La rivoluzione americana però non fu solo una guerra tra le colonie e l’Inghilterra ma anche uno
scontro tra i coloni e i cosiddetti lealisti, fedeli alla monarchia britannica. I lealisti erano a volte
così inamovibili che alla fine della guerra essi emigrarono nella madrepatria o nelle colonie limitrofe.
C’e da affermare che durante la guerra furono decisivi gli appoggi militari ed economici forniti ai
ribelli da francesi e spagnoli, allo scopo di indebolire la presenza britannica nel nordamerica.
La rivoluzione americana fu causa di conflitti interiori negli animi di molti intellettuali europei. Essi,
infatti, erano a favore dei ribelli americani, di conseguenza contro gli oppressori inglesi; la
contraddizione sta nel fatto che ciò che definivano oppressori altro non era che l’Inghilterra, vale a
dire quel paese che era stato considerato un modello di civiltà politica da imitare.
Dopo la vittoria di Saratoga fu stipulata un’alleanza tra francesi e americani. La Spagna e l’Olanda
intervennero l’anno successivo. Da questo momento in poi la guerra prese un andamento nettamente
favorevole agli americani, che ottennero una vittoria decisiva a Yorktown. Le sorti della guerra
erano ormai segnate. Nel 1783 fu firmato il trattato di pace che dichiarava l’indipendenza dello
Stato americano. Quasi da subito, Inghilterra e America intrapresero buoni rapporti commerciali
negli interessi di entrambi.
Durante l’intero conflitto, le colonie non avevano mai tentato di aggregarsi, infatti non si era mai
andati oltre una Confederazione, cioè un patto di amicizia tra entità indipendenti. Questo perché le
colonie costituivano un gruppo molto disomogeneo. Nelle prime elezioni dopo la guerra fu eletto
presidente George Washington; altri uomini importanti di quel periodo furono John Adams, Thomas
Jefferson, Alexander Hamilton. Già da quel periodo c’era una grande differenza tra Nord e Sud. Il
Nord, che era fortemente industrializzato, nel quale c’era un agile economia e una forte tendenza
democratica, trovava il proprio opposto nel Sud, caratterizzato da una mentalità tradizionalista,
dove si viveva ancora di agricoltura e non si poteva fare a meno della manodopera degli schiavi.

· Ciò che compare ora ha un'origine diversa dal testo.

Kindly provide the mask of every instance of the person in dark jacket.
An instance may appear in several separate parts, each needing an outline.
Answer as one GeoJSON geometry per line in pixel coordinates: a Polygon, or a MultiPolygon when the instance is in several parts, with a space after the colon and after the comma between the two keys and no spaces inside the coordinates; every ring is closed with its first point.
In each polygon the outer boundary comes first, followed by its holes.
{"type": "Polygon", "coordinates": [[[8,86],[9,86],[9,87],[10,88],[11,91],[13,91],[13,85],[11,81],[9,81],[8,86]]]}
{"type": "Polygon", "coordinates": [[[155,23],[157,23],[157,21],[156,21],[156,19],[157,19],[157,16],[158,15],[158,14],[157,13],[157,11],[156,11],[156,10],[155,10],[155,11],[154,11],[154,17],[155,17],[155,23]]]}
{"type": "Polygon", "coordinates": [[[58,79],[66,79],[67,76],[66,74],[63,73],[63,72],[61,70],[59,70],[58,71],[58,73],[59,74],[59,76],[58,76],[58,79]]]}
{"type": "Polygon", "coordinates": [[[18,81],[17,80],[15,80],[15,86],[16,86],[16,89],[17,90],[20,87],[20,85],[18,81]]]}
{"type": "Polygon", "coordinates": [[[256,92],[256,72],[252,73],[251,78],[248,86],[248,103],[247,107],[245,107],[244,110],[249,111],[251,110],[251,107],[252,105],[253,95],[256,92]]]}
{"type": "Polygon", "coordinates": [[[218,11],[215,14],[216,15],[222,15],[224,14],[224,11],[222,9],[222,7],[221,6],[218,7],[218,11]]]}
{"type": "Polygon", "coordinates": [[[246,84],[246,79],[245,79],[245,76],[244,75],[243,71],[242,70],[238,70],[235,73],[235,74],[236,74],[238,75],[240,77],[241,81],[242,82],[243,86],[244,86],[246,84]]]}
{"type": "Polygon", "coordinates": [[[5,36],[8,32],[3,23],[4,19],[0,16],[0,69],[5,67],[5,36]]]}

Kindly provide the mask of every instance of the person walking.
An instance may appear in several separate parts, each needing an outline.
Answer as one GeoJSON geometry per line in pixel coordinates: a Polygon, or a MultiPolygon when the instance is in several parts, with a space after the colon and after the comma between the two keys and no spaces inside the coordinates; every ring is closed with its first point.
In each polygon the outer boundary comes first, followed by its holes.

Washington era favorevole ad una crescita industriale del Nord, mentre Jefferson era a favore
degli interessi delle zone agricole del sud.

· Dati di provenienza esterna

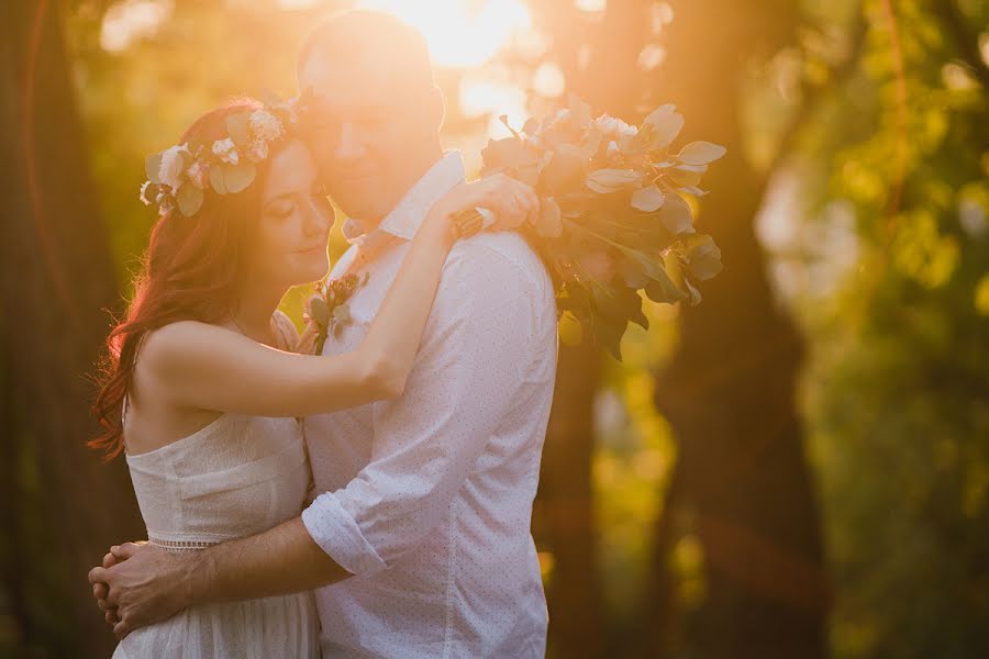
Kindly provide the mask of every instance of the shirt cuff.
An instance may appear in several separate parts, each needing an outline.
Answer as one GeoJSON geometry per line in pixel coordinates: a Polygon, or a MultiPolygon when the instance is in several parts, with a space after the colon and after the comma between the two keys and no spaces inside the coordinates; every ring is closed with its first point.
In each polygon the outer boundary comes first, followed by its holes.
{"type": "Polygon", "coordinates": [[[388,566],[333,492],[323,492],[302,511],[302,524],[336,565],[352,574],[370,577],[388,566]]]}

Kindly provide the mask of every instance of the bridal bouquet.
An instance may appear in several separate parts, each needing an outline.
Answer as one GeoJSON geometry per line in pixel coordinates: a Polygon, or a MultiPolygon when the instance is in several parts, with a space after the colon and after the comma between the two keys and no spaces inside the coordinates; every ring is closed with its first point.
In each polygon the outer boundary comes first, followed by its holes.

Negli anni successivi alla nascita dello Stato americano l’espansione verso ovest accelerò sempre di
più. Fra il 1792 e il 1819 nacquero Stati come il Kentucky, il Mississippi, l’Alabama, l’Ohio, il
Tennessee, l’Indiana, l’Illinois. La messa in vendita a prezzi accessibili della terra occidentale da
parte del governo federale causò un veloce spostamento della frontiera verso ovest; qui i coloni
vennero a contatto con tribù di pellerossa. Gli scontri divennero sempre più frequenti e questo portò
all’abbattimento di molte di queste tribù di “indiani”, decimate inoltre dalle numerose malattie
epidemiche importate dai coloni. Completata la conquista dell’ultima frontiera americana, dell’antica
civiltà dei nativi americani rimaneva ben poco.